While it is our experience that nothing can surpass the value of the face to face meeting; by exercising some modern ‘social graces’ we can fill the communication gaps with some ‘social grease’ with the intent of building effective relationships. 

What is a ‘personal’ relationship? It is more than just knowing that Jim is based in Boulder, Helsinki or Mumbai; it requires a steady accumulation of contextual background information to transform Jim from an e-mail ID and glowing text on a screen to a human being with a physical existence comparable to our own. What do you know about the person behind the screen? What are their interests, hobbies, concerns? How well a relationship works is directly proportional to how much trust we have in each other – to build that trust, we need to know more about each other than just how well we type.

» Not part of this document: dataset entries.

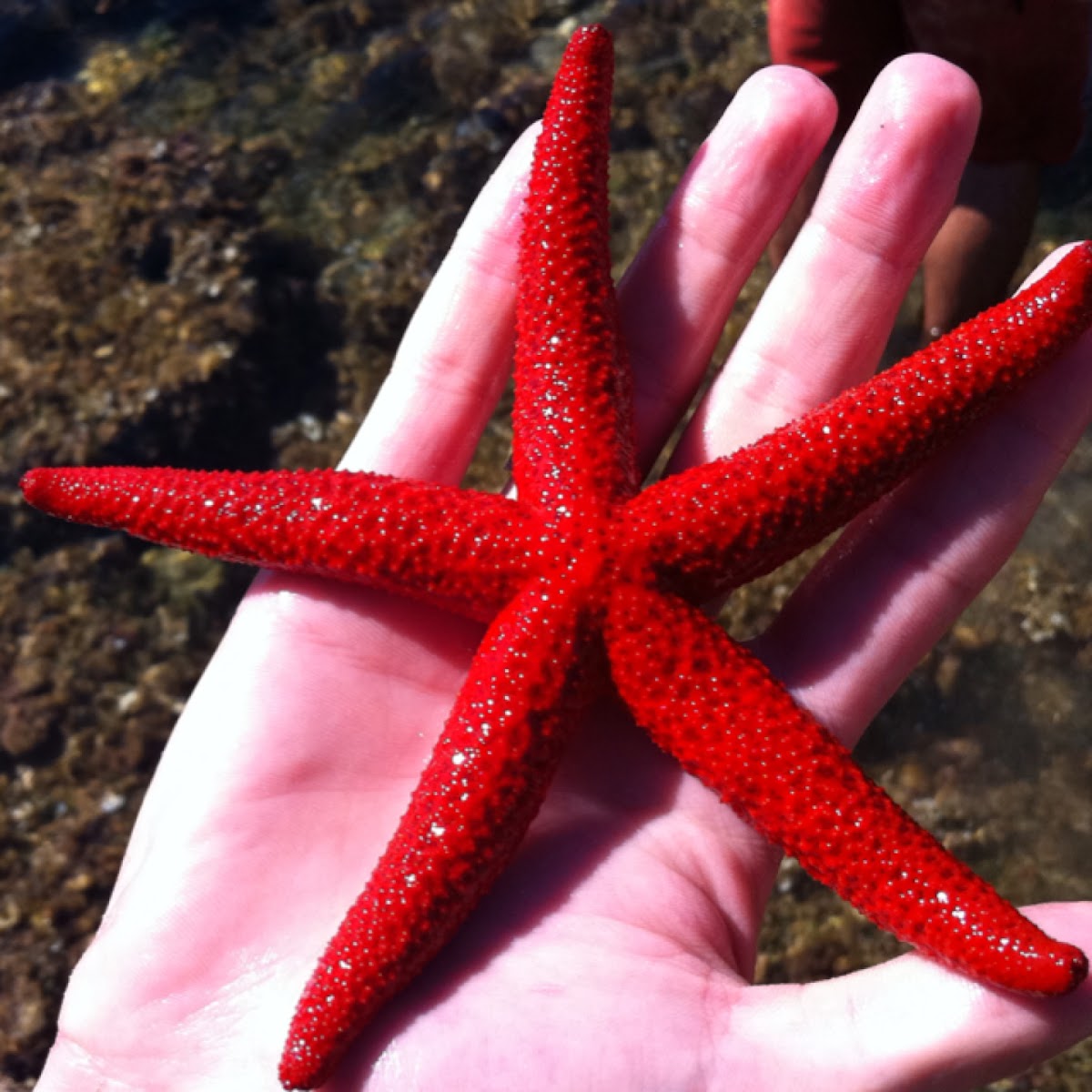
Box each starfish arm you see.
[21,466,534,619]
[512,26,638,518]
[626,244,1092,600]
[605,584,1087,994]
[280,578,582,1087]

How much ‘small talk’ do we inject into our professional communications? In real life, in a ‘normal’ conversation, ‘small talk’ is a natural and necessary component of how we interact. There’s no reason why we can’t add a reasonable amount of ‘small talk’ to these long distance conversations. If, because of our global relationship, we are limited to electronic communication then a rethink of “business only” is required if we want to create personal relationships and a usable level of trust. In a water cooler conversation we accept the value of making ‘business’ secondary if discussed at all, yet we seem have written a rule thay chat and email is for business only. Of course ’idle chat’ has to be done in moderation but a Monday morning “How was your weekend golf game?” in a chat window can do wonders for building rapport.

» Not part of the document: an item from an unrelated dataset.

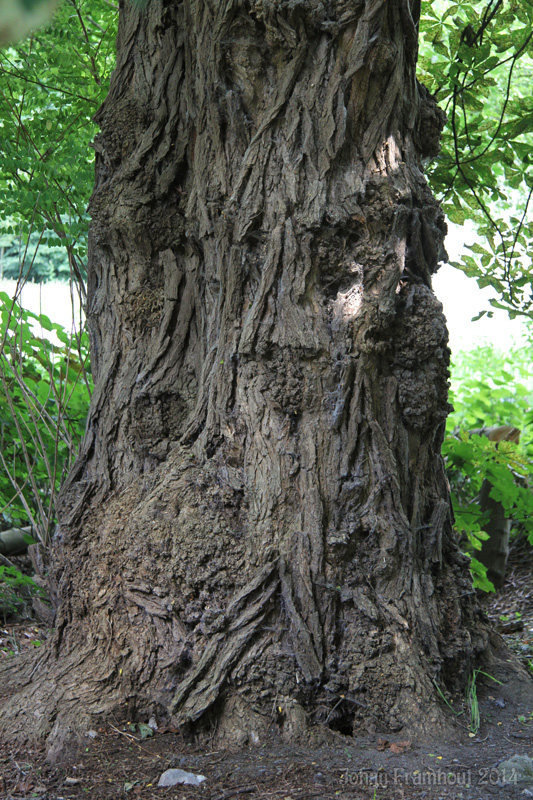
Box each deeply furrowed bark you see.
[3,0,487,742]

If our intent is to make the other person behind the text more ‘real’ to us, then we have to make a conscious effort to put part of ourselves into our conversations. If, by the very nature of the medium, it strips away the cues of body language then adding new cues as a substitute isn’t that radical an idea. ‘Emoticons’, that collection of shorthand techniques to communicate the cues lost when we lost body language were not created by a government project, they arose naturally out of the human need to say ‘Hey! There’s a person typing this!”

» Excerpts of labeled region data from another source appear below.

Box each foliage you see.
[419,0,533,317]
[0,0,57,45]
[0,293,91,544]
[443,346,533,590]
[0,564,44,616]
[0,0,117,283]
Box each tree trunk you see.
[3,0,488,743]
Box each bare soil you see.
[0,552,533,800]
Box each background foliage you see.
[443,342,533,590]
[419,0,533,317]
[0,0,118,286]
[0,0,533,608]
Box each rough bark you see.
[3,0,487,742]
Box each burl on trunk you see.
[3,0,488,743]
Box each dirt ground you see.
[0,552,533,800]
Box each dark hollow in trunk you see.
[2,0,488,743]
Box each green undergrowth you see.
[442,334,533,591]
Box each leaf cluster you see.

There’s nothing professionally wrong in using emoticons (in moderation) during a chat to express our non verbal communication especially if we’re making an attempt at humor. Emoticons are frowned upon by some, but they can temper the tone of a message and emphasize a crucial point. 

Fortunately, while the distances involve preclude traveling to meet each other, electronic communications is so inexpensive we can effectively consider it free. Nor does it all have to be text on the screen, VOIP allows us to converse whenever we have the urge. All we need to do is foster that urge. There’s a person pushing those pixels and electrons at you, get to know them. 

© 2007, Peter de Jager & Peter Rodger

Peter Rodger - is a Project Manager for IBM with project team members in Canada, USA, Australia and Europe.